According to UNESCO, many in the population have begun to migrate to larger cities or to the United States. As a result, a sizable portion of the local economy consists of money transferred locally from abroad. That said, recently many sustainable agricultural production (primarily fruit) and ecotourism projects have had success in the region.
Sierra de Huautla was declared a Biosphere Reserve on September 8, 1999, and formally inaugurated as part of Mexico’s “El Hombre y la Biosfera” (Man and Biosphere) program in 2006. That same year, it was designated as a UNESCO World Biosphere Reserve.
Sierra de Huautla offers a variety of outdoor activities for tourists, including camping, bird and mammal observation, swimming, mountain biking, horseback riding, wilderness photography, boat rides, and rappelling. Guided tours are available upon arrival at the park.
The trails in Sierra de Huautla are generally quite rugged and often fairly untracked, so guides are recommended. One of the most popular day trips involves trekking up to the summit of La Piedra Desbarrancada, where visitors can get a superb view of the El Limón valley. However, organizing logistics for visiting the reserve can be challenging, so hiring a local guide is often the best choice.
Looking for a place to stay near Sierra de Huautla? Here are some of the best cities and towns to check out:
Mexico City is the capital and largest city in Mexico as well as the largest city in North America by population, with nearly nine million residents. The city is one of the most important financial and cultural centers in the world and it has a metropolitan area housing over 21.3 million people, which makes it the second-largest in the Western Hemisphere, behind São Paulo in Brazil.
Mexico City has a long and storied history that dates back at least as far as the 1300s (it was once the Aztec capital Tenochtitlán). To this day, it serves a vital role as a transportation hub for the country, as it is home to Mexico City International Airport, the busiest in Latin America.
Cuernavaca, the capital of Morelos, is located halfway between Mexico City and Sierra de Huautla (50 km/31 miles), to the south of the Tepozteco Mountains. Though Mexico City isn’t all that far from the park, Cuernavaca is the closest major city to the reserve, thanks to its population of about 366,000 people.
The city is home to a historic colonial center that features sites such as the sixteenth-century Palace of Cortés, the former home of famed Spanish conquistador Hernán Cortés. The palace is now a history museum, featuring a vast array of murals from legendary Mexican painter Diego Rivera.
Located to the southwest of the palace is the Cuernavaca Cathedral, a sixteenth-century walled monastery complex, which houses a historic mural depicting the martyrdom of Philip of Jesus, Mexico’s first saint, alongside 25 other Christian missionaries in Japan in 1597 during the Warring States Period. The mural spans 400 square meters (4,300 sq. ft) of the interior walls of the cathedral.

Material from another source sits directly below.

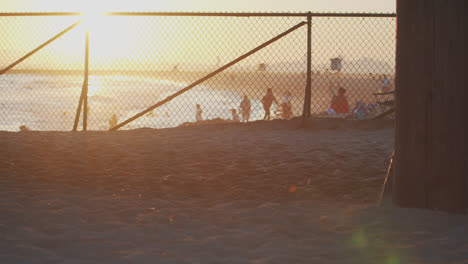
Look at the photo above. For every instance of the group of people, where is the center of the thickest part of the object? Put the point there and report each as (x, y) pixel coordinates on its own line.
(245, 108)
(339, 103)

Guerrero’s Taxco is another relatively large township, that’s located due west of the park. The town, which houses a population of about 98,000 people, is known for its silver jewelry production and historic Spanish colonial buildings.
Plaza Borda, the main square, houses a famous eighteenth-century church, the Santa Prisca, which features a rose-colored facade and stone towers. The town’s cultural center, Casa Borda, is home to a number of works from local artists, in addition to hosting theatrical and musical events.

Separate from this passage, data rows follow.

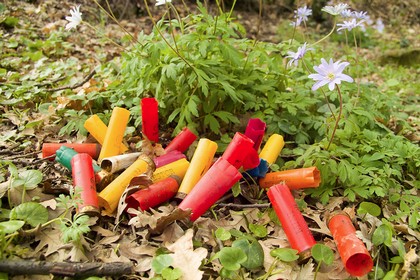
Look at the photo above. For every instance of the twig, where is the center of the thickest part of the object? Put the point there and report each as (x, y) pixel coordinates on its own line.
(66, 269)
(79, 84)
(256, 205)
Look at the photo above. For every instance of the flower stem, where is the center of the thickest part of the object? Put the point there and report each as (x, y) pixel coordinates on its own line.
(164, 39)
(323, 92)
(338, 117)
(326, 36)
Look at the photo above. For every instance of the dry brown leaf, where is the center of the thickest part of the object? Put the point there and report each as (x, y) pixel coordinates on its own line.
(410, 258)
(186, 258)
(305, 272)
(171, 233)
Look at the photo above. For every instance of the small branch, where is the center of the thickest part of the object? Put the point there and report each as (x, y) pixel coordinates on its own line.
(66, 269)
(79, 84)
(256, 205)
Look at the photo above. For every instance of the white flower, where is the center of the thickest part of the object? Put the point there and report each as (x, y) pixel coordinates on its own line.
(335, 10)
(75, 19)
(360, 15)
(329, 73)
(296, 56)
(303, 13)
(162, 2)
(379, 26)
(346, 13)
(349, 25)
(296, 23)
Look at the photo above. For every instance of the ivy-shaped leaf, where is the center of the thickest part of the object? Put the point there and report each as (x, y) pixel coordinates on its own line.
(32, 213)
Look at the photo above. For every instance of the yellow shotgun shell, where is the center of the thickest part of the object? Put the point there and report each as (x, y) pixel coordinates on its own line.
(200, 163)
(272, 148)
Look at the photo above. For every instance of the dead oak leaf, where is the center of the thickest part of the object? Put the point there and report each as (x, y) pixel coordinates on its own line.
(186, 258)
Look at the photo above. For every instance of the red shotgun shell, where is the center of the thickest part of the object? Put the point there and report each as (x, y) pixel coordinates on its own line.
(255, 131)
(154, 195)
(84, 177)
(182, 141)
(292, 221)
(150, 118)
(353, 252)
(213, 185)
(168, 158)
(93, 149)
(241, 153)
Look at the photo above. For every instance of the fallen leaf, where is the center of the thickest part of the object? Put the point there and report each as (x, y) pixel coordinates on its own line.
(186, 258)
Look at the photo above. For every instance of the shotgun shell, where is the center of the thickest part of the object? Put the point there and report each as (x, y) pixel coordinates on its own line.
(182, 141)
(353, 252)
(177, 168)
(64, 155)
(93, 149)
(84, 177)
(115, 133)
(294, 179)
(255, 131)
(292, 221)
(213, 185)
(200, 163)
(272, 148)
(168, 158)
(154, 195)
(120, 162)
(97, 129)
(110, 196)
(258, 172)
(150, 119)
(241, 153)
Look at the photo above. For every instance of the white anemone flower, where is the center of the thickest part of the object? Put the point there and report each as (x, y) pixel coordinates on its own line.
(335, 10)
(75, 19)
(162, 2)
(349, 25)
(330, 73)
(296, 56)
(303, 13)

Limited primitive camping options are available inside the park, but restrictions vary based on the season. Some of the small townships inside Sierra de Huautla also house homestays through platforms such as Airbnb, but most tourists opt to stay outside the park in cities like Cuernavaca, due to the limited infrastructure in the small villages of Sierra de Huautla, and the park’s relatively close distance to Mexico City.